Reputation: 89
I have the following series:
myseries = pd.Series([' Period : From 1 February 2020 to 31 January 2021',
' Period : 1 January 2020 to 31 December 2020',
' Period 67 months',
' Period: 8 Months'])
I want to convert the datetime objects where there are two dates (only the first 2) into datetime format, while keeping the others in their original format.

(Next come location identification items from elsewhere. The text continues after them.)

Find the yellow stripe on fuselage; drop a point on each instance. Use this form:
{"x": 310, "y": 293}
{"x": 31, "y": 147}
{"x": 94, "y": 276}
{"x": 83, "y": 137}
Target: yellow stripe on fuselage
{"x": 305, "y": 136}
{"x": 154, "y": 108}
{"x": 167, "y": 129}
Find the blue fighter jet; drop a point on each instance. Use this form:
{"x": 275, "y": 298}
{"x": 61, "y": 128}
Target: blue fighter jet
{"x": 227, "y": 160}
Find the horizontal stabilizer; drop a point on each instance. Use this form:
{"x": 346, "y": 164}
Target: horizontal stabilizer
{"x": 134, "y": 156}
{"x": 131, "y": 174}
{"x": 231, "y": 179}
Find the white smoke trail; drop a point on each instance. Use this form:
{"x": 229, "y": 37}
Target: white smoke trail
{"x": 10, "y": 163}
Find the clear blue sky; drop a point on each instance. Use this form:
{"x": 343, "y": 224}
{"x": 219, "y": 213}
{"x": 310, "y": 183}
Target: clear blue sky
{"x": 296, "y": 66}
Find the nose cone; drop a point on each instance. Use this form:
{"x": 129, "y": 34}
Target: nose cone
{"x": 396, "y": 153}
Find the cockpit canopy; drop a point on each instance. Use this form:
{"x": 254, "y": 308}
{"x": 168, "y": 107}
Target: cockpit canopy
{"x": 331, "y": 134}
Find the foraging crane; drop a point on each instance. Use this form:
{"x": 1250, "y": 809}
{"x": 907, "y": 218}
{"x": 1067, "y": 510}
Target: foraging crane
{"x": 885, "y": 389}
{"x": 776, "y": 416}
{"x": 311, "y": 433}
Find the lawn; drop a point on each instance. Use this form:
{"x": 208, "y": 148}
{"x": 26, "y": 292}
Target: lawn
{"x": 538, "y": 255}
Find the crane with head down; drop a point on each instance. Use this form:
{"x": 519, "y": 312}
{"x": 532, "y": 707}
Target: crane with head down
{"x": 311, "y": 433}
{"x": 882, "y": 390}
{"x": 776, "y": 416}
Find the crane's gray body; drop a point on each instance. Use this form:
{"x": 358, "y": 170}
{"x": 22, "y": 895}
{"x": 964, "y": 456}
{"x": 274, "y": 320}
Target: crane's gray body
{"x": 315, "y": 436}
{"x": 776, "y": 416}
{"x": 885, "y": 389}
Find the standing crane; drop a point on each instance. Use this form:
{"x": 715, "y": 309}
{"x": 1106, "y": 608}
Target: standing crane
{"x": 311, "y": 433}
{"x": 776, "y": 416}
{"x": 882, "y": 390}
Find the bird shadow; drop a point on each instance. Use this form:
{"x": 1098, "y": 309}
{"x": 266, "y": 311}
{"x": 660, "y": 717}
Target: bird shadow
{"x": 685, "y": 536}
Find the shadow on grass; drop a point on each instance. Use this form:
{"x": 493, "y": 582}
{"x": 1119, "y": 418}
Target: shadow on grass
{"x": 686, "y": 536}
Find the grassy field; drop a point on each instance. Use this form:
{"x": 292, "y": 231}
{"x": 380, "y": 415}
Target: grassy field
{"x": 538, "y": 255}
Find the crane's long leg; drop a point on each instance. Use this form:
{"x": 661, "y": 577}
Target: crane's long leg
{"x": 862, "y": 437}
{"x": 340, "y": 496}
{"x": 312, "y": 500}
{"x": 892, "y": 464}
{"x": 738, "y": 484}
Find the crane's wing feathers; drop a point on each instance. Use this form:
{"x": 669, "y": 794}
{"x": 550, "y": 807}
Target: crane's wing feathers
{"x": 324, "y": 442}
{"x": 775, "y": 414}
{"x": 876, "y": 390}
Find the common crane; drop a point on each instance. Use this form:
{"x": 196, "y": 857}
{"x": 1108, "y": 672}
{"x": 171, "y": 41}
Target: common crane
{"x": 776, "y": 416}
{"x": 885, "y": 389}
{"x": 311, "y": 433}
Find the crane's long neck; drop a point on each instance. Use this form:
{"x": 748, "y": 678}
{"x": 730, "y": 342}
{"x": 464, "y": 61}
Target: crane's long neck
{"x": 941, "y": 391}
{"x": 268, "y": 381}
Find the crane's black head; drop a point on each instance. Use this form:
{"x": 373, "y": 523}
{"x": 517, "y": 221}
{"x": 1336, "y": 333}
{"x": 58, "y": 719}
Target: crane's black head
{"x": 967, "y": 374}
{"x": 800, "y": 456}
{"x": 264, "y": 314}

i.e - [('02-01-2020', '01-31-2021'), ('01-01-2020', '12-31-2020'), 'Period: 67 Months', 'Period: 8 Months']
I tried the following, but I'm getting a datetime object for the ones that don't have a proper date.
for i,v in myseries.iteritems():
matches = list(datefinder.find_dates(v))
if len(matches) > 0:
print(matches)
I've tried using the staticmethod
argument in datefinder's find_dates()
, which gives me the following. I can work with this however, I'm unable to extract the objects I require.
[(datetime.datetime(2020, 2, 1, 0, 0), '1 February 2020'), (datetime.datetime(2021, 1, 31, 0, 0), '31 January 2021')]
[(datetime.datetime(2020, 1, 1, 0, 0), '1 January 2020'), (datetime.datetime(2020, 12, 31, 0, 0), '31 December 2020')]
[(datetime.datetime(2067, 4, 4, 0, 0), '67 mon')]
[(datetime.datetime(2020, 4, 8, 0, 0), '8 Mon')]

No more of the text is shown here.